If it's any help Jerry our favourite T/A use TRS spices. ;)
#158
JerryM, I know you have been a fan of the 'high heat' frying for some time and if it works for you great  ;)
but since my 2nd visit to my favourite t/a kitchen and watching my (and the Wife's) Madras being cooked slooowboat style plus I commented to the chef that he was only using low heat and he said '' cook slow for best flavour '' and now watching Mick's (CBM) video's which show quite low heat being used at the frying stage (and you can tell it's not that high by watching the amount of 'sizzle' when the first ladle of base goes in,there ain't none !)and the curry's are left to simmer for some time unattended.I have tried the ' high quick fry ' method (spices following the frying of the g/g) and the spices burn very quickly ending up with a very dark putrid smelling mixture  :P my best results have been over the last few weeks using the zaal base/spice mix plus frying the g/g puree until the sizzling stops then off the heat to add tomato puree,spice mix and chili then back on the heat to fry the mixture (again as Mick's video)
the curry's have been excellent in flavour,colour and consistency. I can understand in a busy BIR why they would cook on high obviously to get the dishes out quicker but IMO I don't think it necessary to achieve the BIR taste  ;)
#159
Quote from: PaulP on May 02, 2012, 09:26 PM
Quote from: joshallen2k on May 02, 2012, 08:48 PM
QuoteMy problems arose with the garlic and ginger. I've never ever cooked this mixture until browned without it tasting burnt!

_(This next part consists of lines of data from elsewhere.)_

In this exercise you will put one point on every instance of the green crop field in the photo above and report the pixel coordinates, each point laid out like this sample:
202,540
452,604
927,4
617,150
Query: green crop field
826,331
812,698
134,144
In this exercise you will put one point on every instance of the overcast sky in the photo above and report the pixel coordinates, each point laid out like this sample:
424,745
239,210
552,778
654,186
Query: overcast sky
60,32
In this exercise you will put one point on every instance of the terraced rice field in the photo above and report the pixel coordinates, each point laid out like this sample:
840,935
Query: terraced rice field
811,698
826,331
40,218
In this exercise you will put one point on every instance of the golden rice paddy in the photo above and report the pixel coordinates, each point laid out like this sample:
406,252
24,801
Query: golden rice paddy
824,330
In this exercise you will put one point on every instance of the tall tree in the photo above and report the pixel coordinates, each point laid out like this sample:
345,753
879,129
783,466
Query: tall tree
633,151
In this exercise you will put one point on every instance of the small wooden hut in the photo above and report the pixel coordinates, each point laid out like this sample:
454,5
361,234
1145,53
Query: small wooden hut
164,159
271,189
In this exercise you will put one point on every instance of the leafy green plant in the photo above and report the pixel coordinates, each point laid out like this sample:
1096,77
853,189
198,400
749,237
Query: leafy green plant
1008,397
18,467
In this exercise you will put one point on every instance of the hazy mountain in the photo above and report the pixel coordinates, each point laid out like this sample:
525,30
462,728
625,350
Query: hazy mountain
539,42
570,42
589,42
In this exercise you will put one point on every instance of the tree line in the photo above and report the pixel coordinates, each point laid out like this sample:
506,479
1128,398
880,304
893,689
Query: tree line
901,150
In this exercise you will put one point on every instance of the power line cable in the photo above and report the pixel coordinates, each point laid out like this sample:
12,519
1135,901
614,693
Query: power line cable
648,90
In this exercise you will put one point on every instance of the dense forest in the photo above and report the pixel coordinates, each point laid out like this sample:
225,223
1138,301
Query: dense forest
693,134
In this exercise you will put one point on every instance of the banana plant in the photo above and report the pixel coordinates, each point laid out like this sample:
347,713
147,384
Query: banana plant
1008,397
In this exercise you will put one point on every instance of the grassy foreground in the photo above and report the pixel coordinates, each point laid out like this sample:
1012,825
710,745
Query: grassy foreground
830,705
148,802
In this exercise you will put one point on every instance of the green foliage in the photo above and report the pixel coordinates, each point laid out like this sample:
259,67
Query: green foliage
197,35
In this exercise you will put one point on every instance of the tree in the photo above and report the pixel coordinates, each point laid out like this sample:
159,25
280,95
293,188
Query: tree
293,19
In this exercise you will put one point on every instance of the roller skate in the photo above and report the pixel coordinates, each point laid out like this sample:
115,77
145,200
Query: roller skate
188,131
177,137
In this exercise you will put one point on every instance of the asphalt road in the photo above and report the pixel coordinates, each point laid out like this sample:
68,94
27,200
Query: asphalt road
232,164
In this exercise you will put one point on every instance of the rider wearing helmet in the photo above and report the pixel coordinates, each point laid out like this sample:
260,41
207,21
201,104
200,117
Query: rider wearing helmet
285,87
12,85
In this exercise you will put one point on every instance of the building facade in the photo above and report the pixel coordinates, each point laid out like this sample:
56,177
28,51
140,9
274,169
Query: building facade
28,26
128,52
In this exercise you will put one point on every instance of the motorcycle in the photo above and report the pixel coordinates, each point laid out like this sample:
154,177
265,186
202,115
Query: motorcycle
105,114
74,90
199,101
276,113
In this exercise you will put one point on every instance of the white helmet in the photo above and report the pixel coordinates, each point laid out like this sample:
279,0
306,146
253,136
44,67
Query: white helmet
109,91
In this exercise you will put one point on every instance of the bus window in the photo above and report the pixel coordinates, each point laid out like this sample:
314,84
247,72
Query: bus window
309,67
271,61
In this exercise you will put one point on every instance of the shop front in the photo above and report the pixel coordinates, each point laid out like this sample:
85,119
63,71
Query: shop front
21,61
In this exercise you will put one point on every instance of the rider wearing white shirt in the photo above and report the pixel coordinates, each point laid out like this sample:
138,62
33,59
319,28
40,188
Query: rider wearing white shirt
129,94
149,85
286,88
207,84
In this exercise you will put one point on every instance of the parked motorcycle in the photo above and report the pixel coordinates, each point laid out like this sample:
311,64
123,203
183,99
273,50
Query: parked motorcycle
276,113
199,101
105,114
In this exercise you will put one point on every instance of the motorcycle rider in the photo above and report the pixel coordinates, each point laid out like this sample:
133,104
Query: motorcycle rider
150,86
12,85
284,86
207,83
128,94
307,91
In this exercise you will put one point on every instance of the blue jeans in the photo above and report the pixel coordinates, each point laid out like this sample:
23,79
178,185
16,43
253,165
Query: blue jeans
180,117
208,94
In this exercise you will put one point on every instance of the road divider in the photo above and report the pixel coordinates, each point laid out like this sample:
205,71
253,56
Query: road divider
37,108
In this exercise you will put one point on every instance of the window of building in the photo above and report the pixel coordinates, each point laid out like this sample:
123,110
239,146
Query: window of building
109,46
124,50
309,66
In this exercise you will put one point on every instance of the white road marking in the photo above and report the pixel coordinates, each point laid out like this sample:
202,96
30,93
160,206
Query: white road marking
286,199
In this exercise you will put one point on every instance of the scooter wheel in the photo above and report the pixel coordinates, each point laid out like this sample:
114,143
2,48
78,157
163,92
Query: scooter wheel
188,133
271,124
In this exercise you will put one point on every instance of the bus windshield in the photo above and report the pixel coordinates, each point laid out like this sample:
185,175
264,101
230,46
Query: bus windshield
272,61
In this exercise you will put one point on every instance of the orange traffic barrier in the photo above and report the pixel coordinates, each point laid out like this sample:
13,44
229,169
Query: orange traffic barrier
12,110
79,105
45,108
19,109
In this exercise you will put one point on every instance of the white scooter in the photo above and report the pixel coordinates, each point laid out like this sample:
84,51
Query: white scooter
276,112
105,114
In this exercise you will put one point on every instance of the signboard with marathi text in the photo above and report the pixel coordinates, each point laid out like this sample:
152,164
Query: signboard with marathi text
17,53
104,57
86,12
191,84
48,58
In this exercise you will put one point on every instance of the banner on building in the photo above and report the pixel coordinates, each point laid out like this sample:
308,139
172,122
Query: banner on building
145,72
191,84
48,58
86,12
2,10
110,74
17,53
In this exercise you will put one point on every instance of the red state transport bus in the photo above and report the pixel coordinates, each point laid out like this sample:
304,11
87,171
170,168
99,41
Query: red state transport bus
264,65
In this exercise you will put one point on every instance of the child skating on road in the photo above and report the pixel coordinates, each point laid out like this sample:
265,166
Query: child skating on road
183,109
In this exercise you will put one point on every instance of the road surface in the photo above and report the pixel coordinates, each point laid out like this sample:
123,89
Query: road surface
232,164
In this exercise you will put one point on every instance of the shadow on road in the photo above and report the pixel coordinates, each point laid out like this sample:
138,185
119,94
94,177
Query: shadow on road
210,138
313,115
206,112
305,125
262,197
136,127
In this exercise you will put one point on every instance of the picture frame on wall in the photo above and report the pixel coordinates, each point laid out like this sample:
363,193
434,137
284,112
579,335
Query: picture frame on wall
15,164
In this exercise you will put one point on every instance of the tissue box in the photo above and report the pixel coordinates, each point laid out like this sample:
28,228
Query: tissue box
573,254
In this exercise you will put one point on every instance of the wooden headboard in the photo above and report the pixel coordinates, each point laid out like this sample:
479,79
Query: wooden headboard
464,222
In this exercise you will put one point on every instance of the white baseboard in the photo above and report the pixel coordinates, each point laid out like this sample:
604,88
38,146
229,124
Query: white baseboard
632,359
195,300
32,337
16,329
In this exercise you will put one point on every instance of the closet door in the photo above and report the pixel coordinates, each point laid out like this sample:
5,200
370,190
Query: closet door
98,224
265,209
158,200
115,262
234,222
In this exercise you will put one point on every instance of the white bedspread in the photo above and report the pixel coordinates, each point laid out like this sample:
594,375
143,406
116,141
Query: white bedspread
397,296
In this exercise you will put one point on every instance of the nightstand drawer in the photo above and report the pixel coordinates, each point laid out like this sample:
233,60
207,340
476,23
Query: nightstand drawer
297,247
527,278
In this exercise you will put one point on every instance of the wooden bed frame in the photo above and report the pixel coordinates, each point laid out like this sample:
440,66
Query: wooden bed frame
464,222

PaulP - have you tried creating a blended puree of garlic/ginger and oil yet?

I found it really helped me solve the same problem.

Hi Josh, next on my list is to do the g/g puree. Usually I hand chop the g/g into small pieces but I want to try another method. I notice Julian from curry2go adds some water as well as oil to his g/g paste to help prevent burning.

When you cook your g/g paste do you cook until it browns?

Cheers,

Paul

Paulp, I use a mini blender for my garlic and ginger adding some oil and water then blitz  :)
When frying I listen to the sizzle and when it stops you will find the g/g is just starting to brown, I then take the pan off the heat and add my tomato puree, spice mix and chili powder,I find I get excellent results this way and noticed it's the same method as the chef in Mick's (CBM) video's. ;)
#160
haldi,I believe we are that close now that small additions such as a little coconut block and evaporated milk and we could hit the jackpot  ;D since trying the Zaal base which is very similar to Mick's my curries have been consistently as good or better than local BIR's  8) flavour,colour, and consistency are near spot on,just want to try the coconut and evaporated milk.